Das interaktive Additive Manufacturing Experience Center (AMEC) von Siemens ist eine Mischung aus Kunden- und Applikationszentrum, Entwicklungslabor sowie Showroom. Mit dem Kompetenz-Center für 3D-Druck will der Konzern sein passendes Portfolio entlang des gesamten Wertschöpfungsprozesses präsentieren. Zudem wird ein Überblick über die verschiedenen industriellen 3D-Druck-Technologien geliefert und der Bogen zwischen Engineering und Produktion gespannt, also zwischen dem digitalen Zwilling und der echten Maschine. Das AMEC wurde 2018 am Standort Erlangen ins Lebens gerufen. „Seitdem haben wir viel Aufklärungsarbeit geleistet“, erzählt Markus Obermeier, Business Development Manager bei Siemens. „Wir zeigen, was im 3D-Druck bereits möglich ist.“ So will man Integratoren und Maschinenbauer unterstützen, die moderne Technik voll auszuschöpfen. Kein Wunder, dass man im AMEC auch am Thema Robotik nicht vorbei kommt. Mit einem eindrucksvollen System des Anlagenbauers Cead können live vor Ort große Kunststoffteile gedruckt werden – auf Basis einer Roboterkinematik aus dem Hause Comau, die direkt in eine CNC integriert ist.

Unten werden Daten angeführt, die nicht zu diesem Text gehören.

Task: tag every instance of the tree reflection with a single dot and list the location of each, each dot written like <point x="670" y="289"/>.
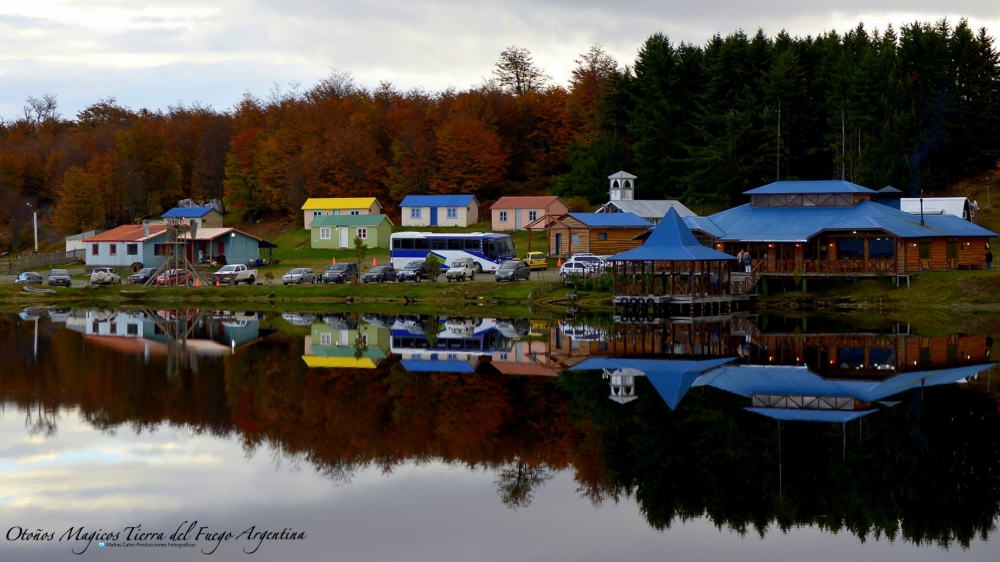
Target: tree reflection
<point x="517" y="481"/>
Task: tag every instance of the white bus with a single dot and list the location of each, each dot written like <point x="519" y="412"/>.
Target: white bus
<point x="488" y="250"/>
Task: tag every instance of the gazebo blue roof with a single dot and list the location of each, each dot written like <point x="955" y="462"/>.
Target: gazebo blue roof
<point x="809" y="187"/>
<point x="670" y="377"/>
<point x="671" y="240"/>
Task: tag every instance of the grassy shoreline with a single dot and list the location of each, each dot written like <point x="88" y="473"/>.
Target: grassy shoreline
<point x="442" y="295"/>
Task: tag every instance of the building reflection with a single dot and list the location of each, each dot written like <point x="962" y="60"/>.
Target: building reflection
<point x="797" y="375"/>
<point x="342" y="341"/>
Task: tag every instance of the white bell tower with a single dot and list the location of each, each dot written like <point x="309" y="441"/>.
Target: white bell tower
<point x="622" y="186"/>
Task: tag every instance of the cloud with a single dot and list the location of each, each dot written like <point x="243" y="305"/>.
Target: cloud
<point x="154" y="53"/>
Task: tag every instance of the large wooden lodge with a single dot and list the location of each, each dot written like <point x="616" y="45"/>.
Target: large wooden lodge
<point x="836" y="228"/>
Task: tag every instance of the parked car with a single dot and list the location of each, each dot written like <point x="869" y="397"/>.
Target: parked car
<point x="298" y="276"/>
<point x="379" y="274"/>
<point x="142" y="276"/>
<point x="234" y="274"/>
<point x="414" y="271"/>
<point x="461" y="269"/>
<point x="29" y="277"/>
<point x="513" y="270"/>
<point x="175" y="277"/>
<point x="582" y="264"/>
<point x="536" y="260"/>
<point x="105" y="276"/>
<point x="60" y="277"/>
<point x="340" y="272"/>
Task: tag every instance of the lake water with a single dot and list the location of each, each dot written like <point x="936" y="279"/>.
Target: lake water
<point x="171" y="434"/>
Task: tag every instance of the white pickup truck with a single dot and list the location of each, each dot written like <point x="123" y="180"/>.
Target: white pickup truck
<point x="235" y="274"/>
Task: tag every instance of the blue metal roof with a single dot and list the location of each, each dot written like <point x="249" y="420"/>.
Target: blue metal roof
<point x="798" y="224"/>
<point x="611" y="220"/>
<point x="831" y="416"/>
<point x="186" y="212"/>
<point x="671" y="240"/>
<point x="415" y="366"/>
<point x="670" y="377"/>
<point x="437" y="200"/>
<point x="797" y="187"/>
<point x="746" y="380"/>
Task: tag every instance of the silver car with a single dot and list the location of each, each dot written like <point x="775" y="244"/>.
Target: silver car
<point x="298" y="276"/>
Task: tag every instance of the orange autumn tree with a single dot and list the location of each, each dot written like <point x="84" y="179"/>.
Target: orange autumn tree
<point x="470" y="158"/>
<point x="80" y="207"/>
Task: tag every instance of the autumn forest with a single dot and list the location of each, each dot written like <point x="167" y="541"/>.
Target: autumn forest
<point x="916" y="109"/>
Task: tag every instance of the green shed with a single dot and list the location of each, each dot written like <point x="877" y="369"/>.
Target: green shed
<point x="339" y="231"/>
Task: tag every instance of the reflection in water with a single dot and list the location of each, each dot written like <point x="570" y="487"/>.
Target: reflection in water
<point x="701" y="420"/>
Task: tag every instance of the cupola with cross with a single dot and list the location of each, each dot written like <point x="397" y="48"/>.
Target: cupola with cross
<point x="622" y="186"/>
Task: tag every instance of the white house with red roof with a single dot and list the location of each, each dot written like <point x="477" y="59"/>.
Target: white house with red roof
<point x="126" y="245"/>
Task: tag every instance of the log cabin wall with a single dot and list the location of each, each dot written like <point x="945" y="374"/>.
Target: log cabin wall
<point x="616" y="240"/>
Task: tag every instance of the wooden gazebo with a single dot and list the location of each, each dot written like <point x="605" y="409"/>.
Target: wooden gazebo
<point x="673" y="267"/>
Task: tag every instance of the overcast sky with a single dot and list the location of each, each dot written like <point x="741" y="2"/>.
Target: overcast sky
<point x="157" y="53"/>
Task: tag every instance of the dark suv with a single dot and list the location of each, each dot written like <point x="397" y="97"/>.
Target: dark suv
<point x="414" y="271"/>
<point x="340" y="272"/>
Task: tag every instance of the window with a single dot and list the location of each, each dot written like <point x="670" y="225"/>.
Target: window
<point x="851" y="248"/>
<point x="881" y="248"/>
<point x="925" y="248"/>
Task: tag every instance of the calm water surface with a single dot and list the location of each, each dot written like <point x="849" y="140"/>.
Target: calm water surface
<point x="432" y="438"/>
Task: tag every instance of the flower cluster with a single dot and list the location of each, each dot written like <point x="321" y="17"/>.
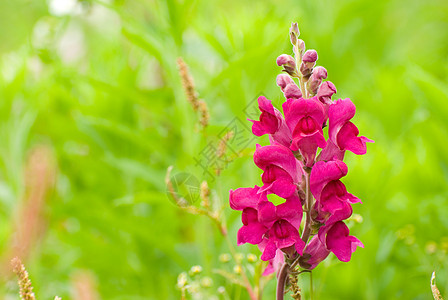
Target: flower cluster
<point x="303" y="167"/>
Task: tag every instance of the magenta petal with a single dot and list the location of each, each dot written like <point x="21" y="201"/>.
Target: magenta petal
<point x="275" y="263"/>
<point x="340" y="243"/>
<point x="331" y="152"/>
<point x="269" y="251"/>
<point x="298" y="109"/>
<point x="270" y="120"/>
<point x="324" y="172"/>
<point x="267" y="213"/>
<point x="291" y="211"/>
<point x="316" y="251"/>
<point x="326" y="91"/>
<point x="252" y="234"/>
<point x="341" y="131"/>
<point x="244" y="197"/>
<point x="283" y="188"/>
<point x="299" y="245"/>
<point x="348" y="139"/>
<point x="279" y="156"/>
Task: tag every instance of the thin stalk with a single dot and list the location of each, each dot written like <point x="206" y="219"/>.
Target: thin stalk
<point x="252" y="294"/>
<point x="281" y="281"/>
<point x="309" y="202"/>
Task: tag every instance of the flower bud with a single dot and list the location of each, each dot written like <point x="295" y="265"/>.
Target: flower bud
<point x="286" y="61"/>
<point x="301" y="46"/>
<point x="308" y="62"/>
<point x="292" y="91"/>
<point x="294" y="33"/>
<point x="310" y="56"/>
<point x="283" y="80"/>
<point x="315" y="80"/>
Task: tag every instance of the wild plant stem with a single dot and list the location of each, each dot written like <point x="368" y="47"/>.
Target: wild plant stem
<point x="252" y="294"/>
<point x="281" y="281"/>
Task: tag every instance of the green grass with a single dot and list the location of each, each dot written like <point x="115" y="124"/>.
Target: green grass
<point x="114" y="115"/>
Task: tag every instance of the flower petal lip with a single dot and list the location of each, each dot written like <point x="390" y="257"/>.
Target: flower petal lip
<point x="324" y="172"/>
<point x="340" y="243"/>
<point x="242" y="198"/>
<point x="279" y="156"/>
<point x="341" y="131"/>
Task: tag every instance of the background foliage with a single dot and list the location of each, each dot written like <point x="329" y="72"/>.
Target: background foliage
<point x="96" y="83"/>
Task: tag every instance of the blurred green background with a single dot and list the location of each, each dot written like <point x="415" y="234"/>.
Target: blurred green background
<point x="95" y="84"/>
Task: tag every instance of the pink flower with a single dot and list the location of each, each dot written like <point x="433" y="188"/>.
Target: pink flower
<point x="315" y="80"/>
<point x="274" y="264"/>
<point x="304" y="118"/>
<point x="341" y="131"/>
<point x="314" y="253"/>
<point x="337" y="239"/>
<point x="326" y="90"/>
<point x="288" y="87"/>
<point x="331" y="152"/>
<point x="272" y="123"/>
<point x="308" y="61"/>
<point x="282" y="235"/>
<point x="282" y="171"/>
<point x="287" y="60"/>
<point x="246" y="200"/>
<point x="290" y="210"/>
<point x="333" y="202"/>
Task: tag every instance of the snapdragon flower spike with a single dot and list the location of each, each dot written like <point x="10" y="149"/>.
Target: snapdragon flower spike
<point x="289" y="64"/>
<point x="341" y="131"/>
<point x="283" y="222"/>
<point x="288" y="87"/>
<point x="275" y="263"/>
<point x="337" y="239"/>
<point x="308" y="61"/>
<point x="333" y="202"/>
<point x="315" y="80"/>
<point x="247" y="200"/>
<point x="271" y="122"/>
<point x="304" y="118"/>
<point x="282" y="171"/>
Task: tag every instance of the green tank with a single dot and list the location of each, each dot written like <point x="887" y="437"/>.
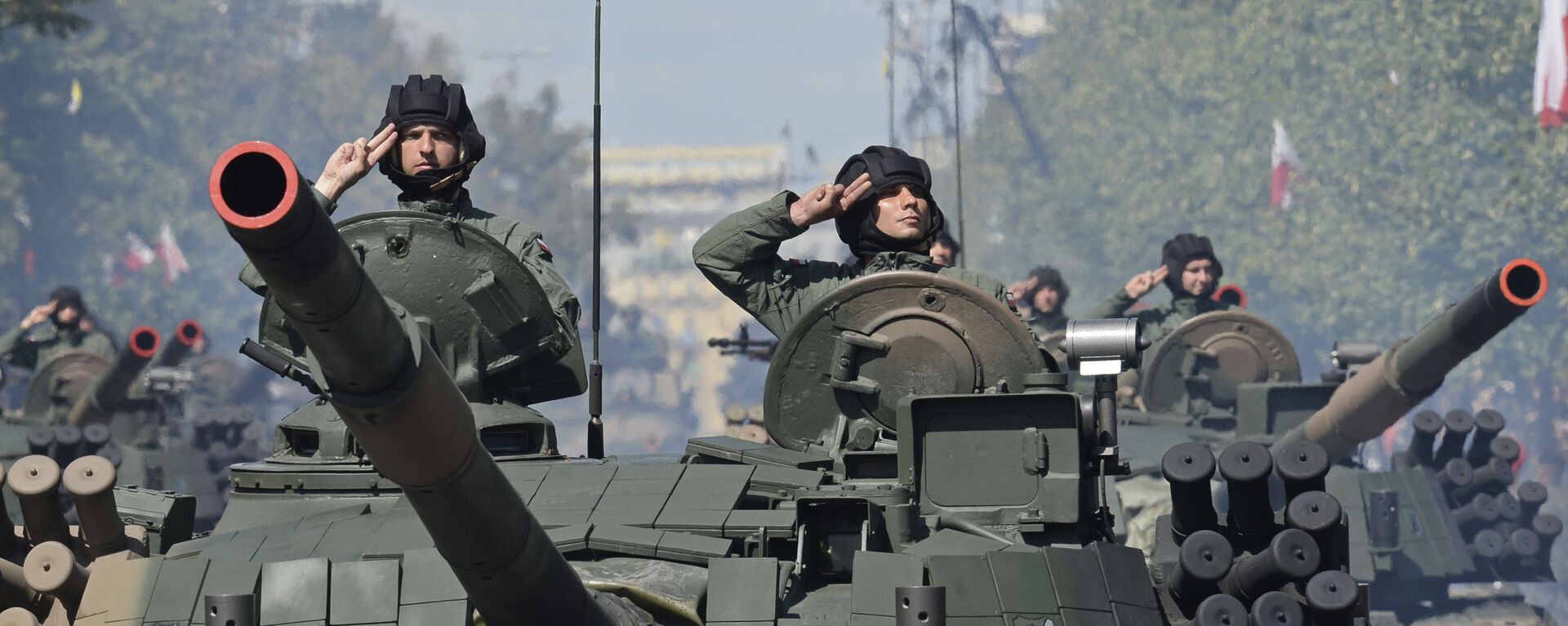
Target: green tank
<point x="1445" y="512"/>
<point x="930" y="464"/>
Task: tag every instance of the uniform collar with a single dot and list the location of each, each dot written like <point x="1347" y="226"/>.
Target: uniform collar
<point x="458" y="207"/>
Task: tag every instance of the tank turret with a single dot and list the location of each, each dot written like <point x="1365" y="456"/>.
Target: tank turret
<point x="1410" y="371"/>
<point x="110" y="389"/>
<point x="391" y="389"/>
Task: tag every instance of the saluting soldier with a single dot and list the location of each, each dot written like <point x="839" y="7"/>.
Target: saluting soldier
<point x="883" y="209"/>
<point x="429" y="144"/>
<point x="1191" y="270"/>
<point x="69" y="330"/>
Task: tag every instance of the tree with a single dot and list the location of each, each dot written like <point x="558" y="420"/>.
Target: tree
<point x="1423" y="170"/>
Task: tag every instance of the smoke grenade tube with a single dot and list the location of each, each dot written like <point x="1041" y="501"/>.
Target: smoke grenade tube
<point x="52" y="570"/>
<point x="91" y="484"/>
<point x="1424" y="435"/>
<point x="35" y="481"/>
<point x="1276" y="607"/>
<point x="1489" y="424"/>
<point x="1245" y="466"/>
<point x="1455" y="428"/>
<point x="395" y="397"/>
<point x="1330" y="598"/>
<point x="1302" y="466"/>
<point x="1399" y="379"/>
<point x="1291" y="556"/>
<point x="1187" y="469"/>
<point x="1201" y="562"/>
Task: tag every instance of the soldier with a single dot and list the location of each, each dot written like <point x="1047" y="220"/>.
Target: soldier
<point x="1046" y="295"/>
<point x="944" y="251"/>
<point x="71" y="331"/>
<point x="1191" y="270"/>
<point x="431" y="143"/>
<point x="883" y="209"/>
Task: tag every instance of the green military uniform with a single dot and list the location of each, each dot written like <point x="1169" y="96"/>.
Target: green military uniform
<point x="1156" y="322"/>
<point x="20" y="350"/>
<point x="1045" y="325"/>
<point x="523" y="241"/>
<point x="741" y="258"/>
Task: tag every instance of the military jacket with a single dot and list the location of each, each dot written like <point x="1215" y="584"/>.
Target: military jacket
<point x="20" y="350"/>
<point x="741" y="258"/>
<point x="523" y="241"/>
<point x="1045" y="325"/>
<point x="1156" y="322"/>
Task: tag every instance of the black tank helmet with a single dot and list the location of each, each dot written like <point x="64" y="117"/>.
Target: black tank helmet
<point x="431" y="100"/>
<point x="1183" y="250"/>
<point x="888" y="166"/>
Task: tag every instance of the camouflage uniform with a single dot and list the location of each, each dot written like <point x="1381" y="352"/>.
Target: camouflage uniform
<point x="521" y="239"/>
<point x="20" y="350"/>
<point x="1156" y="322"/>
<point x="741" y="258"/>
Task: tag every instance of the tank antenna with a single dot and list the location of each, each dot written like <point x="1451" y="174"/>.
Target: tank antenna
<point x="596" y="369"/>
<point x="959" y="134"/>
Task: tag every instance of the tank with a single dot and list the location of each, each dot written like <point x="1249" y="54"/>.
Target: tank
<point x="940" y="469"/>
<point x="1428" y="522"/>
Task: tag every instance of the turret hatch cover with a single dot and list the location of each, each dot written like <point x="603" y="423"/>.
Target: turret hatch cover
<point x="59" y="384"/>
<point x="869" y="344"/>
<point x="1211" y="355"/>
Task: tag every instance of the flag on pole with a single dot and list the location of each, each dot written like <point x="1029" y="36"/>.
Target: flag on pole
<point x="137" y="253"/>
<point x="76" y="98"/>
<point x="1551" y="64"/>
<point x="175" y="260"/>
<point x="1285" y="162"/>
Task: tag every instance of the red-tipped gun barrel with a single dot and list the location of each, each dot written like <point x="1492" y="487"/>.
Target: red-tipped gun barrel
<point x="394" y="394"/>
<point x="187" y="335"/>
<point x="1410" y="371"/>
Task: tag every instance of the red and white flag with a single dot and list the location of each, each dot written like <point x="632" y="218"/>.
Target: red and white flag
<point x="137" y="253"/>
<point x="173" y="258"/>
<point x="1285" y="162"/>
<point x="1551" y="64"/>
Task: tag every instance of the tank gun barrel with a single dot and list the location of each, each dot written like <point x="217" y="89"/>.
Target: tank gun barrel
<point x="394" y="394"/>
<point x="187" y="335"/>
<point x="1410" y="371"/>
<point x="112" y="388"/>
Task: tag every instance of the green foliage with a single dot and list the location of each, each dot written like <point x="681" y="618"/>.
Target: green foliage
<point x="42" y="16"/>
<point x="1159" y="121"/>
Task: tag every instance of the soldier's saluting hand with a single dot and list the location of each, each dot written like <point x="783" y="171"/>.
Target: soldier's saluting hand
<point x="1143" y="282"/>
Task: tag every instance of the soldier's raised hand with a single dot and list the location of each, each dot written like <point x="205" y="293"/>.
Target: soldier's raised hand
<point x="1143" y="282"/>
<point x="353" y="161"/>
<point x="39" y="314"/>
<point x="828" y="202"/>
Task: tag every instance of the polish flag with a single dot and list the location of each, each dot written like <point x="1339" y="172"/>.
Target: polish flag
<point x="137" y="253"/>
<point x="1551" y="64"/>
<point x="1285" y="162"/>
<point x="175" y="262"/>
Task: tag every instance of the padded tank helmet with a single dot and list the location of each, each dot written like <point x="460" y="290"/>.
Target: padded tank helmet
<point x="888" y="166"/>
<point x="431" y="100"/>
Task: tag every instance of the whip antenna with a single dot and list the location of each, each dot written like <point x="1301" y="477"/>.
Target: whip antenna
<point x="596" y="369"/>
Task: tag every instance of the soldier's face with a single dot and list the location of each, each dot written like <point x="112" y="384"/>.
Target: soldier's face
<point x="941" y="255"/>
<point x="427" y="146"/>
<point x="902" y="212"/>
<point x="68" y="316"/>
<point x="1196" y="278"/>
<point x="1046" y="300"/>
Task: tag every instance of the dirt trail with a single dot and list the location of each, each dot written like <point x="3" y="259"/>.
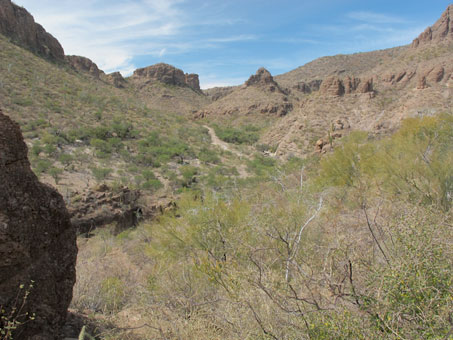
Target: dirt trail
<point x="225" y="146"/>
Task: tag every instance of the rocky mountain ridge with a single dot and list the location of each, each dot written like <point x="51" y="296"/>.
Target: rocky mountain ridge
<point x="19" y="25"/>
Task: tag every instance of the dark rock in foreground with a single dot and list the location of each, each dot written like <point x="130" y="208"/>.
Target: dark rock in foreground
<point x="37" y="242"/>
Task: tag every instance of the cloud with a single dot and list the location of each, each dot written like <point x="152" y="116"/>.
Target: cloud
<point x="376" y="18"/>
<point x="110" y="33"/>
<point x="242" y="37"/>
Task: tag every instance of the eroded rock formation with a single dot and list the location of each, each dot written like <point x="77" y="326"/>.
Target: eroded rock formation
<point x="116" y="79"/>
<point x="167" y="74"/>
<point x="441" y="30"/>
<point x="262" y="78"/>
<point x="83" y="64"/>
<point x="37" y="242"/>
<point x="19" y="25"/>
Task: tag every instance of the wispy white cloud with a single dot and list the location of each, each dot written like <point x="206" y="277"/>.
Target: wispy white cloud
<point x="242" y="37"/>
<point x="376" y="18"/>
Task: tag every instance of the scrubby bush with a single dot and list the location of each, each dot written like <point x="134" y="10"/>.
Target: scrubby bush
<point x="245" y="135"/>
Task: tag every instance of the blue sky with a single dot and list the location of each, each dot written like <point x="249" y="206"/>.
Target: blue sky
<point x="228" y="40"/>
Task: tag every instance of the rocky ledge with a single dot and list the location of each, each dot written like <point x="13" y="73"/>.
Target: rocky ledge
<point x="37" y="244"/>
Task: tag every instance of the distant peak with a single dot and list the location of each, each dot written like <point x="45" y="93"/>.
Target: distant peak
<point x="441" y="30"/>
<point x="262" y="76"/>
<point x="168" y="74"/>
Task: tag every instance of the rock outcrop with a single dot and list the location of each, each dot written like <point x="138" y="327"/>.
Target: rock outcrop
<point x="82" y="64"/>
<point x="334" y="86"/>
<point x="441" y="30"/>
<point x="95" y="208"/>
<point x="37" y="243"/>
<point x="116" y="79"/>
<point x="167" y="74"/>
<point x="308" y="87"/>
<point x="262" y="78"/>
<point x="19" y="25"/>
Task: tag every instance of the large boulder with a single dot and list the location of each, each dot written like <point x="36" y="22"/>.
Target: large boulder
<point x="37" y="243"/>
<point x="19" y="25"/>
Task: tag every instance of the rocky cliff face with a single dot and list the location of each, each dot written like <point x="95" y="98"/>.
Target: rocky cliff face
<point x="19" y="25"/>
<point x="260" y="94"/>
<point x="83" y="64"/>
<point x="116" y="79"/>
<point x="37" y="242"/>
<point x="441" y="30"/>
<point x="262" y="78"/>
<point x="167" y="74"/>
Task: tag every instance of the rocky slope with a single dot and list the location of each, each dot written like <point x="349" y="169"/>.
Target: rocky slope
<point x="19" y="25"/>
<point x="259" y="95"/>
<point x="166" y="74"/>
<point x="37" y="244"/>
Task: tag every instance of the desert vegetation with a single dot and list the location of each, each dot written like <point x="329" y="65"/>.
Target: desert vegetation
<point x="355" y="245"/>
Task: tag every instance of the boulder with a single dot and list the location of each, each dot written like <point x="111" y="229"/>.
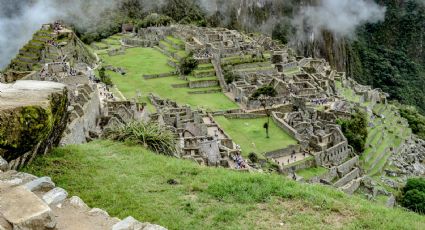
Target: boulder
<point x="55" y="196"/>
<point x="149" y="226"/>
<point x="3" y="164"/>
<point x="42" y="183"/>
<point x="32" y="116"/>
<point x="78" y="203"/>
<point x="25" y="211"/>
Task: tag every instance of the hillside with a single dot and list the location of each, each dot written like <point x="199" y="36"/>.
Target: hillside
<point x="179" y="194"/>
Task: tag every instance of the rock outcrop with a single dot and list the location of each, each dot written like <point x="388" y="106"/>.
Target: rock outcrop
<point x="28" y="202"/>
<point x="33" y="116"/>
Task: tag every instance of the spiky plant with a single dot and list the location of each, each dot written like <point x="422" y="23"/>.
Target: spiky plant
<point x="150" y="135"/>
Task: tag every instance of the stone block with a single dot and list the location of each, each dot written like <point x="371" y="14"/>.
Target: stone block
<point x="78" y="202"/>
<point x="128" y="223"/>
<point x="149" y="226"/>
<point x="42" y="183"/>
<point x="98" y="211"/>
<point x="25" y="211"/>
<point x="55" y="196"/>
<point x="4" y="166"/>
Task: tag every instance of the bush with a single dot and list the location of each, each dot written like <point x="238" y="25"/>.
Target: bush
<point x="413" y="196"/>
<point x="253" y="157"/>
<point x="150" y="135"/>
<point x="105" y="78"/>
<point x="355" y="130"/>
<point x="188" y="64"/>
<point x="415" y="119"/>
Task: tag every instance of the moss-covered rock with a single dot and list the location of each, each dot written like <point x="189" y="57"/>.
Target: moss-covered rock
<point x="32" y="117"/>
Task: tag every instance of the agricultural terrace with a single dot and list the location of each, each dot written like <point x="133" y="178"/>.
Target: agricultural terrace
<point x="138" y="62"/>
<point x="206" y="198"/>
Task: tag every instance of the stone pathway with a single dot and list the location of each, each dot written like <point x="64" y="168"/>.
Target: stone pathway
<point x="29" y="202"/>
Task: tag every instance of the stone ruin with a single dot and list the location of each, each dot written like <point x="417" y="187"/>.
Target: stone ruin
<point x="199" y="137"/>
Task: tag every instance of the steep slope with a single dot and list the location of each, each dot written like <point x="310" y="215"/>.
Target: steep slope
<point x="179" y="194"/>
<point x="51" y="45"/>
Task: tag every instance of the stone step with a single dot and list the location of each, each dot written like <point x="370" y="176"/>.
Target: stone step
<point x="28" y="202"/>
<point x="24" y="210"/>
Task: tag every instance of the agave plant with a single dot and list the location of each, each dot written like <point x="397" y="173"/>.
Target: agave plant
<point x="150" y="135"/>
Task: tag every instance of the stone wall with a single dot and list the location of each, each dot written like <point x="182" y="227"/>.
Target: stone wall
<point x="347" y="178"/>
<point x="83" y="119"/>
<point x="203" y="84"/>
<point x="285" y="126"/>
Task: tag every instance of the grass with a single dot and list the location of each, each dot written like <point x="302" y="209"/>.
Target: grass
<point x="312" y="172"/>
<point x="129" y="180"/>
<point x="140" y="61"/>
<point x="245" y="132"/>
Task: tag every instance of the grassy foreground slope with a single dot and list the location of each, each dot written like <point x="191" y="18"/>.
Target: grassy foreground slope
<point x="129" y="180"/>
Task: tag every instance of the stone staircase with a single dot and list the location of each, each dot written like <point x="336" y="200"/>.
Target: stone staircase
<point x="29" y="202"/>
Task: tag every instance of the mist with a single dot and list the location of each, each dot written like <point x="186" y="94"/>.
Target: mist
<point x="19" y="20"/>
<point x="341" y="17"/>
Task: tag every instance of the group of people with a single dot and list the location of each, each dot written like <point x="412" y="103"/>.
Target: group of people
<point x="320" y="101"/>
<point x="240" y="163"/>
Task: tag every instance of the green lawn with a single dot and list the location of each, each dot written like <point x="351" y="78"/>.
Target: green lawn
<point x="312" y="172"/>
<point x="126" y="180"/>
<point x="245" y="132"/>
<point x="141" y="61"/>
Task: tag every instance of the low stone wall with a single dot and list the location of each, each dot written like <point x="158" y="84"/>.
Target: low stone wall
<point x="285" y="126"/>
<point x="153" y="76"/>
<point x="206" y="91"/>
<point x="346" y="167"/>
<point x="244" y="116"/>
<point x="347" y="178"/>
<point x="352" y="187"/>
<point x="203" y="84"/>
<point x="182" y="85"/>
<point x="307" y="163"/>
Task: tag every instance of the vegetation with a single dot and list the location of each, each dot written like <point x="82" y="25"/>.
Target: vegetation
<point x="248" y="134"/>
<point x="188" y="64"/>
<point x="205" y="198"/>
<point x="264" y="95"/>
<point x="415" y="119"/>
<point x="355" y="130"/>
<point x="150" y="135"/>
<point x="104" y="78"/>
<point x="142" y="61"/>
<point x="413" y="196"/>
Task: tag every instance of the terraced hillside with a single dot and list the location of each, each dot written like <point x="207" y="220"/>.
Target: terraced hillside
<point x="153" y="70"/>
<point x="206" y="198"/>
<point x="387" y="133"/>
<point x="48" y="46"/>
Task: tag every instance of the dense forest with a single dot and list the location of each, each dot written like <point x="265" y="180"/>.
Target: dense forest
<point x="388" y="54"/>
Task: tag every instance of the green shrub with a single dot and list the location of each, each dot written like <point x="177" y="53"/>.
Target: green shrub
<point x="413" y="196"/>
<point x="253" y="157"/>
<point x="355" y="130"/>
<point x="105" y="78"/>
<point x="414" y="183"/>
<point x="151" y="135"/>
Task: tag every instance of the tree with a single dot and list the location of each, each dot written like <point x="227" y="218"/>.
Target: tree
<point x="413" y="196"/>
<point x="264" y="95"/>
<point x="355" y="130"/>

Anwendungen im Highend-Bereich
„Comau-Roboterarme kommen schon recht häufig mit Sinumerik-Steuerungen zum Einsatz“, sagt Obermeier. Anwendungsbereiche gebe es viele, „vor allem in Highend-Branchen wie der Luft- und Raumfahrt.“ Der Demonstrator am AMEC greift ein Prozessbeispiel aus dem Rennsport auf, genauer gesagt aus dem Formenbau für CFK-Komponenten. „Mit klassischen Methoden ist dieser Prozess, wie in vielen anderen Bereichen auch, sehr teuer“, erklärt der Siemens-Manager. Der 3D-Druck biete hier als recht neue Technologie eine deutlich wirtschaftlichere und flexiblere Alternative. „Eine gedruckte Werkzeugform aus Kunststoff lässt sich bereits im niedrigen fünfstelligen Bereich realisieren“, verdeutlicht Obermeier die Kostenseite. „Bei einer klassischen Metallform, die man aus dem Vollen fräst, wird es hingegen sicherlich sechsstellig.“ Natürlich müssen die gedruckten Formen abschließend noch feinbearbeitet werden. „Wir drucken mit der Cead-Anlage im AMEC z.B. ein knapp 2m hohes Bauteil aus Polypropylen in rund acht Stunden“, so Obermeier. Inklusive Umrüsten und Nacharbeit sei eine solche Form in nur zwei Arbeitstagen fertig. „Im Rennsport sind die Vorteile des 3D-Drucks natürlich sehr willkommen.“ Zum einen, weil durch die kurze Fertigungsdauer wenig Entwicklungszeit verschenkt wird. „Zum anderen hat man nicht ganz so viel Geld verbrannt, wenn das neue Bauteil doch nicht die Erwartungen erfüllt.“ Wie günstig die Rechnung wirklich wird, kommt in der Praxis auch auf den Werkstoff an. Der Demonstrator kann granulare Kunststoff-Pellets verarbeiten und braucht kein spezielles Filament – was sich positiv auf die Kosten auswirkt. Die fertigen Bauteile lassen sich zudem komplett recyclen und das Material so erneut für den 3D-Druck verwenden.
Geeignet für große Teile
Die Ausbringungsmenge der 3D-Druck-Roboterzelle im AMEC liegt bei bis zu 15kg pro Stunde. Die Plattform für die gedruckten Teile misst rund 1,5×2,2m. Dass der Roboter erhöht auf einem 1m-Sockel platziert ist, macht doppelt Sinn: „Einerseits lassen sich sehr hohe Teile drucken, andererseits wird dadurch auch die Länge des Extruders ausgeglichen“, so Obermeier weiter. „Vom Roboterflansch bis zur Extruderspitze verliert man wieder einen halben Meter an Höhe.“ Die Cead-Zelle ist modular aufgebaut und lässt sich um weitere Funktionen erweitern. Der Grundaufbau besteht aus Sockel, Drucktisch und Extruder sowie etwas Peripherie. Dazu kommen die Kinematik von Comau und der Schaltschrank samt CNC-Steuerung von Siemens. Im Vergleich zu klassischen Gantry-Anlagen ist die Roboterlösung sehr schlank. Zudem lässt sich der eh schon groß dimensionierte Bauraum bei Bedarf noch deutlich erweitern, z.B. indem die Kinematik auf einer Linearachse positioniert wird. Auch mehrere Roboter, die ein Bauteil gemeinsam drucken, sind bei dieser Umsetzung denkbar.